After singing and playing in jazz and experimental bands and rock groups, including several of her own ensembles, Judith has refocused her energies in solo performance, looking anew at the possibilities for voice with piano accompaniment. “I’ve worked with some very talented players in bands – bands in which I was the singer – and still found it hard to convey the specific qualities I wanted to hear in my songs. Round about 2003 it gradually began to dawn on me that I should be my own accompanist. I’ve been trying to redefine, for myself, what that might mean, exploring new ways in which voice and piano can be combined and performed by one person, working on all the different possibilities of rhythm, melody, harmony, texture and so on. As I did this I was also asking myself some key questions: what is my style? What am I trying to express in music? What do I want to emphasize? I practised very rigorously, wrote new music only for voice and piano, and came out of this period feeling stronger and more self-confident than I had previously. I also discovered that there were ways to integrate aspects of all the music that is important to me in the solo work.”
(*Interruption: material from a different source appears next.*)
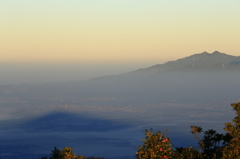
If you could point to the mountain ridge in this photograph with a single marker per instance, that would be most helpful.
(197, 62)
Her debut solo album “Lu-Lu” was released by Peacock Records in 2008 and praised by publications including the New York Times: “Ms. Berkson sings at an eccentric, stop-and-start, hide-and-seek rubato crawl, sometimes pushing her mezzo-soprano into microtone dissonance against the warm, slow sounds she makes on the piano and Wurlitzer keyboard. Her style isn’t enervated or forced... She’s creating an atmosphere, one long reverie, and she stamps her own disposition on the broad range of songs she chooses to cover.”

In her self-composed pieces on “Oylam”, the words often spill out of the tightly-coiled rhythms in streams-of-consciousness: sometimes the images that words and music together imply reveal new things to their author. Such was the case with “Clives”, affectionately dedicated to Claude Debussy and Charles Ives. “It really reminded me of both of them”.